Grounding DINO can label true positives very well. But if none of the prompted classes is present in the image, I always end up with false positives. Often with high confidence. What can be the reason for this? And is there anything that I can do about this? Or is it always necessary to know that one of the classes is present in the image? That seems counter-intuitive.

See the two examples below, where the prompted classes were ['pipe','excavator'].

image image

aixiaodewugege commented 1 year ago

Same problem for me. image TEXT_PROMPT = "tree . person . grass"

image TEXT_PROMPT = "bear."

RoelofKuipers commented 1 year ago

Any updates?

ozymand1a commented 1 year ago

I have same problem.

zhengziqiang commented 1 year ago

I think Grounding DINO does not learn the semantics of information. It only has learned the matching ability. I have tested two cases.

The common zebra image: pred pred

The unusual image: elephant fish

Pay attention to the confidence score for the detected bbox.

aixiaodewugege commented 1 year ago

If so, how do they achieve such high scores in the COCO dataset?

zhengziqiang commented 1 year ago

If so, how do they achieve such high scores in the COCO dataset?

I think it is attributed to that the model is given the right text prompt.
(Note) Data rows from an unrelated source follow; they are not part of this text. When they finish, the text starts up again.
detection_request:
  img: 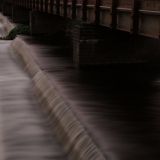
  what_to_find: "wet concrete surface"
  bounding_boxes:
[0,41,68,160]
[23,37,160,160]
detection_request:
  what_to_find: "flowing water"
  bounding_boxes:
[22,38,160,160]
[0,14,160,160]
[0,41,68,160]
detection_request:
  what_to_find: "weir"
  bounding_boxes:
[1,1,160,160]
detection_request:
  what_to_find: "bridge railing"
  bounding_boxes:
[1,0,160,38]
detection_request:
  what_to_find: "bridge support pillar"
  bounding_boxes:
[72,24,99,67]
[12,6,29,24]
[30,11,66,36]
[1,3,12,17]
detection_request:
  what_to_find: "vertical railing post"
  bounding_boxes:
[95,0,101,25]
[111,0,118,29]
[50,0,54,14]
[56,0,60,15]
[82,0,88,21]
[63,0,68,17]
[72,0,77,19]
[132,0,140,34]
[44,0,48,13]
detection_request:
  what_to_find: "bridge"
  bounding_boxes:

It matches the detected bbox and the text prompt. If the model is given the wrong the text prompt, it may still generate the similar the bbox output. I feel like it seems like a bounding box generator (like RPN). You could take some experiments to demonstrate whether it is true. I will take some tests. If there is some result, will let you know,

zhengziqiang commented 1 year ago

I have taken some tests. Grounding DINO seems to do the similarity matching between the text prompts and the detected bbox. It is easy to be cheated. Take AP50 as an example, there will be many false positives.

Some testing images: zebra_real monkey zebra_new

Human case: person diver human motor driver

Pay attention to the condifence score comparison.
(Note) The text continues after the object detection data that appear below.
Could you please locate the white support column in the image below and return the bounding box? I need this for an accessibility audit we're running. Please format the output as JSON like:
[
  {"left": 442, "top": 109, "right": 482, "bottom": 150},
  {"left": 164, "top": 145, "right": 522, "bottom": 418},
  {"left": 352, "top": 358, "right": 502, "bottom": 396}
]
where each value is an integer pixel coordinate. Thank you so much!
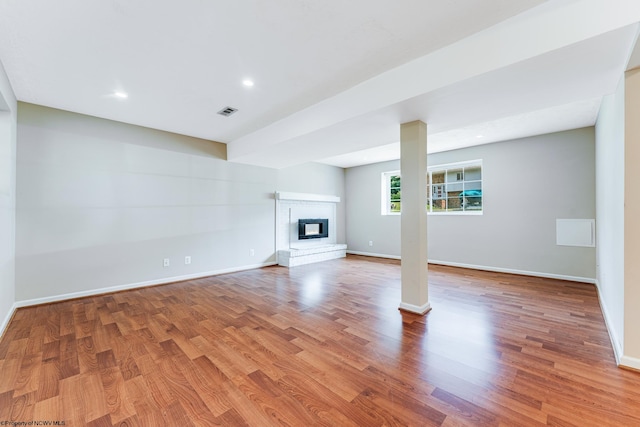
[
  {"left": 399, "top": 121, "right": 431, "bottom": 314},
  {"left": 620, "top": 68, "right": 640, "bottom": 369}
]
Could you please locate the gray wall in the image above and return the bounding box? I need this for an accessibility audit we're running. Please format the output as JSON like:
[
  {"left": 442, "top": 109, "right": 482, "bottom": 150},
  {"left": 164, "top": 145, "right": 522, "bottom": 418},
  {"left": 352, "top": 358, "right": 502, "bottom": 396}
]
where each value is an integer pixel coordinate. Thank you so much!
[
  {"left": 0, "top": 58, "right": 17, "bottom": 334},
  {"left": 16, "top": 103, "right": 344, "bottom": 301},
  {"left": 345, "top": 128, "right": 595, "bottom": 280}
]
quanzzz123 commented 1 year ago

In my opinion, false positive is caused by the model structure, specifically the Feature Enhancer. The query selection process uses the 'enhanced' image and text feature which are already crossmodal-fusion. If the image and text info are matched, everthing is fine(during training, there are all positive pairs). But if we give one negative text, the feature enhance will also make fusion on those two unrelated feat and make query selection through the 'enhanced' features. Thus the result is not so confident. To prevent this false positive case, a pure query selection based on image and text encoder's outputs(or in other words, contrastive loss) is needed, like CLIP's.

usama-axcelerate commented 1 year ago

Any update? Did any one find a solution for False positives?